Pano software: PTgui 5.8 using Lancosz interpolation. PTgui doesn't provide detailed information about the sharpening that is applied.
Resulting image size: 2 rows of 5 images 8600 x 3200 pixels.
Fig. 15: Stitched image
Fig. 16A: 100% crops image left part
Fig. 16B: 100% crops image central part
Fig. 16C: 100% crops image right part
The spherical stitch images are very close to what we obtained flat stitching with the LD. Slight differences in framing and resulting image size make it hard to compare the 2 rigorously, but the results are definitely in the same ball park.
Fig. 17: Da Yi 6x17 120 film back on Ebony 45SU
Camera used: Ebony 45SU with Da Yi 6x17 film holder. A slight back lateral tilt was applied.

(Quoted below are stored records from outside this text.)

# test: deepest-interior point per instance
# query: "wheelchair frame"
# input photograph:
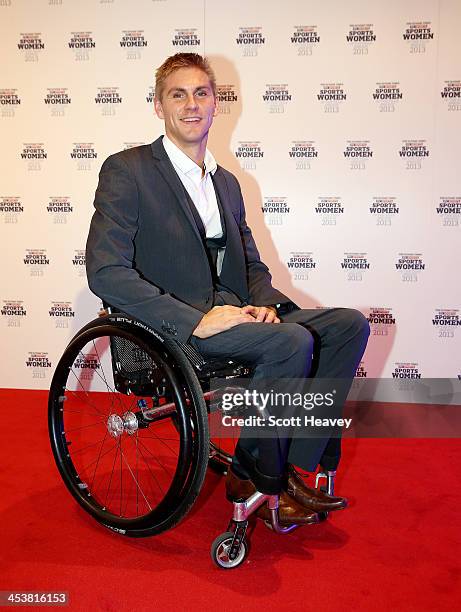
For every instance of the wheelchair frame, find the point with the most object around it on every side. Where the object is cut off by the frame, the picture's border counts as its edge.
(133, 347)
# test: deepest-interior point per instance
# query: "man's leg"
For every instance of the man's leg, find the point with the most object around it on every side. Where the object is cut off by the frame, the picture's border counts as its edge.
(276, 351)
(340, 338)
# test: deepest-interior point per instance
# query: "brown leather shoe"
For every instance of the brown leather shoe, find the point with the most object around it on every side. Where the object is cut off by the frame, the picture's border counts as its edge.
(290, 512)
(309, 498)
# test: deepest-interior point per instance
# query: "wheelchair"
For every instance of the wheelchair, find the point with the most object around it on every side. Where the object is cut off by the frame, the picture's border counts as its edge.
(128, 418)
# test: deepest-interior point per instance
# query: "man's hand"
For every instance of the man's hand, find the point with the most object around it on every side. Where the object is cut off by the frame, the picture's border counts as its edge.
(262, 314)
(220, 318)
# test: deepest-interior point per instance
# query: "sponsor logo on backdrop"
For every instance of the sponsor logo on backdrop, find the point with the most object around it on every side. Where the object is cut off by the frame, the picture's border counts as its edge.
(83, 153)
(34, 153)
(79, 262)
(300, 263)
(250, 40)
(108, 98)
(449, 209)
(413, 151)
(13, 311)
(357, 151)
(57, 99)
(302, 151)
(417, 34)
(383, 209)
(355, 264)
(9, 100)
(387, 95)
(304, 38)
(150, 95)
(248, 153)
(186, 38)
(36, 260)
(31, 44)
(381, 320)
(329, 209)
(361, 372)
(451, 92)
(81, 43)
(409, 265)
(130, 145)
(133, 41)
(86, 364)
(275, 210)
(38, 363)
(406, 370)
(59, 209)
(360, 36)
(276, 97)
(227, 98)
(332, 95)
(61, 312)
(11, 208)
(446, 321)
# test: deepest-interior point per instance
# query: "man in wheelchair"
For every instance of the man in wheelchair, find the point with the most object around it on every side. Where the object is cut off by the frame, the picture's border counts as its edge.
(169, 245)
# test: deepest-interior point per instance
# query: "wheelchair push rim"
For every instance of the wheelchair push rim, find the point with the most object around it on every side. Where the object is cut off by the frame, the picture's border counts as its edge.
(131, 448)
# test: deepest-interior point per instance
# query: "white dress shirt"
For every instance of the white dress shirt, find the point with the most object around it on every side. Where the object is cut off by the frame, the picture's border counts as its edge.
(200, 189)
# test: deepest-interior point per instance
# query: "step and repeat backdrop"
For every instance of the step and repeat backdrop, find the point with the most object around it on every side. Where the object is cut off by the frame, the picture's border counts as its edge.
(342, 122)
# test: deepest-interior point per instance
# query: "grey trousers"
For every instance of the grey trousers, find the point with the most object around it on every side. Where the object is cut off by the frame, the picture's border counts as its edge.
(321, 343)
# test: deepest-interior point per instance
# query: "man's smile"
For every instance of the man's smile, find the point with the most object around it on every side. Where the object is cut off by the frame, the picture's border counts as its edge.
(191, 119)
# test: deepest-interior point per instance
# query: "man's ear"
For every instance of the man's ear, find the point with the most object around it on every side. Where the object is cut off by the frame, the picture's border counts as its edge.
(158, 108)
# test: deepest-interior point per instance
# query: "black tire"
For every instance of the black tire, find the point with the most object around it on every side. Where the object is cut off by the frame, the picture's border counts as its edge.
(219, 550)
(135, 476)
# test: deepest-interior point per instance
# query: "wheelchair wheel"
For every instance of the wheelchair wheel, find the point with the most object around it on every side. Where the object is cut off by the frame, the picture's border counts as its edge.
(128, 427)
(220, 551)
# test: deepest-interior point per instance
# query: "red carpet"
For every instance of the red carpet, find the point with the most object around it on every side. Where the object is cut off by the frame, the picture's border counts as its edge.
(396, 547)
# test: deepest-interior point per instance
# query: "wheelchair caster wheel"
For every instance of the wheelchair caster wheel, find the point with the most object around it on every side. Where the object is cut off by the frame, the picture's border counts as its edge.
(220, 550)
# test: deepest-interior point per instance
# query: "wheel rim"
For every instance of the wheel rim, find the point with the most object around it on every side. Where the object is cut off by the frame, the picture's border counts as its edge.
(126, 475)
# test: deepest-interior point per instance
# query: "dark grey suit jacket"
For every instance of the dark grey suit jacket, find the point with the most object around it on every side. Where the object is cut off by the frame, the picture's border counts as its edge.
(145, 255)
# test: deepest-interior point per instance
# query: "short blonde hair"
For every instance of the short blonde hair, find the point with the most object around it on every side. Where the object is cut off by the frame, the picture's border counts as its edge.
(182, 60)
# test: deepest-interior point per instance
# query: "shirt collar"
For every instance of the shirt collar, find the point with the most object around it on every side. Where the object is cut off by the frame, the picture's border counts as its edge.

Lens used: Schneider 110 mm XL Super Symmar f5.6 at f22.
Film used: Provia 100F. Scanner used: Imacon Precision III with 6x17 holder at 3200 DPI.

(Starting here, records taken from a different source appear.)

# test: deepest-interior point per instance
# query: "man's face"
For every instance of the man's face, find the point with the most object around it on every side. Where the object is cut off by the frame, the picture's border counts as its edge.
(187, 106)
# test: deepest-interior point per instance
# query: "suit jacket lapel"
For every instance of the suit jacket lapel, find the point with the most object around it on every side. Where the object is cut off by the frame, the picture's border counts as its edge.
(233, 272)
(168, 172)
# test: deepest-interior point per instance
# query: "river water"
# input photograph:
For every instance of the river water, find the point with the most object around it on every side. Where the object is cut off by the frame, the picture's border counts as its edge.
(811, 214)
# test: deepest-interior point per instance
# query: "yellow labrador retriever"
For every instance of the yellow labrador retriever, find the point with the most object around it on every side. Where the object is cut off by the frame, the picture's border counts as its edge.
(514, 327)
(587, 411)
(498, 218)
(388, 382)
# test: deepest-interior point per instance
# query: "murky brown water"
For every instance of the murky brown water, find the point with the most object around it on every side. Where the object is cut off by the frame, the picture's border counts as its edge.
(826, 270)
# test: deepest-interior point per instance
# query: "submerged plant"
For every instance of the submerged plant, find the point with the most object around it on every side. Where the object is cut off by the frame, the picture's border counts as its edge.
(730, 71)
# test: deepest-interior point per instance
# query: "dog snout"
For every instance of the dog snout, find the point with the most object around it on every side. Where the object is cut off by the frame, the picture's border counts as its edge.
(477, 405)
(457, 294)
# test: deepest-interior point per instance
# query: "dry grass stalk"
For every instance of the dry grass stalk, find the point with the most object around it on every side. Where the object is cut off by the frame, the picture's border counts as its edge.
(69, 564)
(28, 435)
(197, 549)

Resulting image size: 20.900 * 6985 pixels (about 840 MB).
Fig. 18: Panorama image
Fig. 19A: 100% crops image left part
Fig. 19B: 100% crops image middle part
It should be noted that the crop of the 6x17 image is significantly wider than that of the stitched images above, which penalizes it to some extend. I decided to shoot from the same tripod location and the Schneider 110 mm was the closest lens in my arsenal.

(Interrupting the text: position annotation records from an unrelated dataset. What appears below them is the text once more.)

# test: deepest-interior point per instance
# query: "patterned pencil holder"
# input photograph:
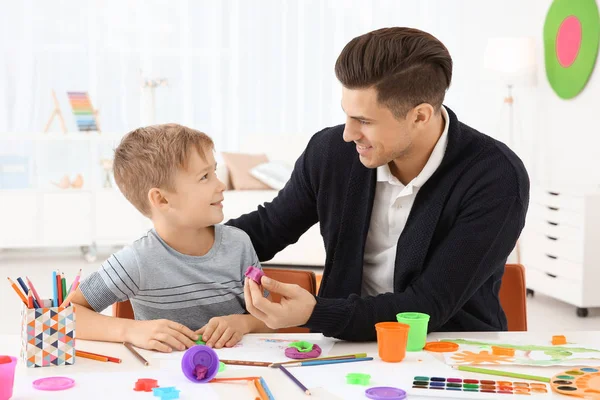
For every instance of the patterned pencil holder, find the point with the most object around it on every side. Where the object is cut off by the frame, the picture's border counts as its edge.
(48, 336)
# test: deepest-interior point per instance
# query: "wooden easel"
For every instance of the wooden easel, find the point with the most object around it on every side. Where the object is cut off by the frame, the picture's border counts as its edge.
(56, 113)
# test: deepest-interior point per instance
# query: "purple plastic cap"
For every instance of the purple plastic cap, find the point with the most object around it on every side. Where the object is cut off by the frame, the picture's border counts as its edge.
(385, 393)
(255, 274)
(200, 355)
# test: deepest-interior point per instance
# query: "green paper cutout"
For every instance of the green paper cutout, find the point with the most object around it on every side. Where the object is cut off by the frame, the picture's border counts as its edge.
(302, 346)
(569, 82)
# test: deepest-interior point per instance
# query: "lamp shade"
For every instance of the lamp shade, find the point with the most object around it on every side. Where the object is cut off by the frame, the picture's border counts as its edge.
(511, 60)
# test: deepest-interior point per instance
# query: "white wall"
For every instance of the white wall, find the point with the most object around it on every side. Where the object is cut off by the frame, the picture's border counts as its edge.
(238, 68)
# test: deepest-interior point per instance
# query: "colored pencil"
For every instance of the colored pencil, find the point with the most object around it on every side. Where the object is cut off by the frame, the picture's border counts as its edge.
(35, 294)
(68, 299)
(26, 291)
(30, 300)
(296, 381)
(63, 282)
(55, 302)
(248, 363)
(244, 378)
(261, 390)
(267, 390)
(325, 362)
(17, 290)
(501, 373)
(135, 353)
(59, 289)
(254, 390)
(111, 359)
(91, 356)
(75, 282)
(340, 357)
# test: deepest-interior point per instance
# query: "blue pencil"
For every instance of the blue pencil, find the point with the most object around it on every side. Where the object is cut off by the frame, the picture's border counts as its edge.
(54, 290)
(267, 391)
(323, 362)
(26, 290)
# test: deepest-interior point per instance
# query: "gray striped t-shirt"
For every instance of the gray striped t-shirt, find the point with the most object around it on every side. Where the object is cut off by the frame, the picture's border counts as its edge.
(163, 283)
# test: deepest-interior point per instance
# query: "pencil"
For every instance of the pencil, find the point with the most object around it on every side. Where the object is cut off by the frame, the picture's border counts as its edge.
(341, 357)
(244, 378)
(17, 290)
(501, 373)
(293, 378)
(267, 390)
(135, 353)
(68, 299)
(35, 294)
(63, 282)
(54, 290)
(111, 359)
(90, 356)
(249, 363)
(75, 282)
(261, 390)
(325, 362)
(254, 390)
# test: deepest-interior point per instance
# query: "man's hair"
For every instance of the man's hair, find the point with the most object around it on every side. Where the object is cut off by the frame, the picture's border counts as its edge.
(406, 66)
(149, 157)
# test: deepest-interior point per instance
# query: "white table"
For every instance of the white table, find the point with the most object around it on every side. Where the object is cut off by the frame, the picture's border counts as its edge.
(115, 381)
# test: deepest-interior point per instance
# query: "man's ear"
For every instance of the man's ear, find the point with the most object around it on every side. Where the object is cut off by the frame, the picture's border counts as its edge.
(157, 199)
(421, 114)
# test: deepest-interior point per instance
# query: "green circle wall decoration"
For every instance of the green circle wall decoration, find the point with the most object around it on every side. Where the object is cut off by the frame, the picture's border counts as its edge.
(571, 38)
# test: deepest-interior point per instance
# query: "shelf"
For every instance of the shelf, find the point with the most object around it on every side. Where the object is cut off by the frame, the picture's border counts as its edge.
(60, 137)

The lack of contrast and saturation of the Provia 100F results mostly from a small internal reflection problem with the 6x17 back in the absence of a lens shade. Besides, the scan did not benefit from the enhancement of colors that RSP did on D2x images. This comparison is not meant to be a scientific test, and color accuracy is certainly not one of the aspects that should be compared here. The difference of contrast resulting from the internal reflexions will probably reduce the impression of sharpness of the scanned Provia 100F.
Put briefly, the amount of time and thinking spent on each of these shots was about the same, but the shear simplicity of the digital workflow made it a lot easier to achieve reasonably pleasing results, even if film is still a good contender in terms of details.
The Horseman LD has proven to be a credible solution for flat stitching. Besides, it should provide good value for architecture work with a DSLR, where rise capability is essential.
For landscape applications, I see some issues. First, I personally find it difficult to tap into the LD's Scheimpflug potential because of the difficulty of accessing the impact of a tilt on the sharpness of the image in a DSLR viewfinder. Besides, its sheer bulk and weight make it a bit difficult to take along on long treks. It should not be a problem for those who typically only walk short distances from their vehicle.
Overall, I still believe that cylindrical stitching with a good spherical head and PTgui is the best solution for landscape work today, although the cheap Da Yi 6x17 back has proven once more that film isn't dead yet.
Bernard Languillier is an amateur photographer based in Tokyo.
He focusses on landscape and cityscape work.